CCIA Applauds Federal Circuit Decisions Limiting Patent Subject Matter
File Under: News, 2007, CCIA
Sep 20, 2007
Washington, D.C. - The Computer & Communications Industry Association today applauded two opinions of the Court of Appeals for the Federal Circuit that limited the scope of patentable subject matter, In re Nuitjen and In re Comiskey.“These are landmark decisions, said CCIA President Ed Black. “Since the Federal Circuit abolished the exclusion for business methods in the 1998 State Street decision, it has often been assumed that there are no limits – that you can patent anything.”
The Comiskey opinion states unequivocally “the application of human intelligence to the solution of practical problems is not in and of itself patentable.” It suggests that tangible technology must be involved – and not just routine computer implementation of new forms of human interaction. While today’s decisions do not explicitly reverse State Street or other Federal Circuit precedent, both conspicuously cite Supreme Court precedents that the Federal Circuit has paid little attention to in the past.
The long-overdue patent reform legislation that recently passed in the United States House of Representatives, H.R. 1908, did not originally attempt to address the scope of patentable subject. However, one subject matter issue was addressed by an amendment by Congressman Rick Boucher which precludes patents on certain tax strategies.
“The scope of patentable subject matter remains intensely controversial,” said CCIA Senior Fellow Brian Kahin, “especially in regard to software and business methods, areas where the patent system seems most dysfunctional. However, the lack of clear limits on subject matter has helped provide full employment to the patent bar and has created a constituency in speculators who are convinced that they own huge swaths of electronic commerce.”
The Supreme Court has recently stepped in, overruling the Federal Circuit on other matters that have proven too divisive for legislative reform. It unanimously rejected the Federal Circuit’s rule of automatic injunctions for patent owners (eBay v. MercExchange), as well as the Federal Circuit’s low standard of nonobviousness that made patents easy to get (KSR International v. Teleflex).

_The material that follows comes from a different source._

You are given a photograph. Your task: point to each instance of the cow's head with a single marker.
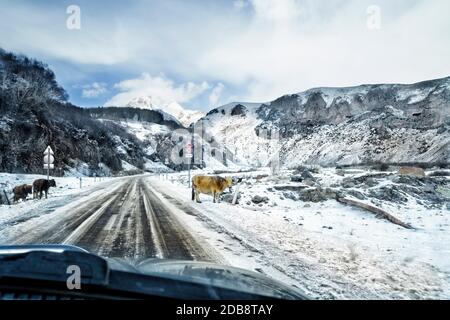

Said Black, “we are of course pleased to see that the Federal Circuit is starting to understand the consequences of an unbalanced ideology.”
About CCIA
CCIA is an international, nonprofit association of computer and communications industry firms, representing a broad cross section of the industry. CCIA is dedicated to preserving full, fair and open competition throughout our industry. Our members employ more than 600,000 workers and generate annual revenues in excess of $200 billion.